How will you choose to connect? What will those photos say?

Rank & File got Esther’s suggestions on how to hire the right photographer and how to ensure you effectively and respectfully capture the right story.

Why are you doing this?

How are the people benefitting from the images captured?

A lot of people want to be humanitarian photographers. What is that? What does that mean to them? Many people don’t even know why they are there beyond their portfolios. This attitude will affect the photograph.

“My camera is my tool to help people. People come first. And many times in disaster situations, specifically after Haiti, I really did not like the way photographers were treating people. They were not treating people with dignity. They cared about the image more than helping the person that was hurt. That is not okay. That is so dehumanizing.” — Esther Havens

Imagine if you were the person living in poverty or had just experienced an earthquake. Imagine for a moment you’re a person in a village and somebody comes and takes your photo. How do you want that interaction to be?

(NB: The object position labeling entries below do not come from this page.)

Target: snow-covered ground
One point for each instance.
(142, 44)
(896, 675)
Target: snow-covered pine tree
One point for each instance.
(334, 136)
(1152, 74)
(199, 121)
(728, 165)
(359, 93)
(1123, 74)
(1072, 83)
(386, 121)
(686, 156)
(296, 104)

Esther says, “There’s a way to document things with respect that still honors that person.”

Remember to have deep discussions with your photographer regarding their personal goals, values and outlook on working in your field. Partner with the photographer who is willing to understand your mission and your purpose above their own gain. Most of all, partner with someone who will have positive interactions with others while photographing on your behalf.

Start with Story

“The biggest thing that enterprises need to start with, is they need to figure out what they want to tell a story about and why,” Esther says. “Some organizations tell me they don’t even know the stories that they have to tell. So that’s where I would start. With that conversation. Even prior to finding a photographer that suits their needs, it’s finding out what their story is and why. Ask questions and get to know the people you are working with. Every person has a story!”

What is your story? What kind of photographs will help you tell that story? How could photographs hinder that story if done incorrectly? Have these discussions on a deep level with your photographer so you can visually communicate your values, impact and human connections in the field.

Have a Plan

Esther shares, “So, many times organizations want me to photograph and they don’t have a plan for what they want to do with those images.

“They’re just like, ‘We just need photos and we want you to come take them.’ I don’t want to photograph for an organization if they don’t have a plan for what they want to do with the images. I’d rather have them spend their money elsewhere.”

Where is that story going to be housed? Is it for web material, for advertising? Share the end goal with your photographer to come up with a plan.

Hire a Smart

Esther says that she has a list of amazing videographers and photographers that she hires who she knows “can land on the ground and not be in shock. That will tell an accurate story, that will respect the people that they are there to meet with. Who can get a story quickly, within a day, so that they’re not wasting the organization’s funding.”

Remember: “Storytelling is one of the most valuable things that an organization can invest in. Essentially it’s collecting data about whether or not projects are successful. Invest in someone who knows what they’re doing and knows how to photograph a story that will help raise funds.”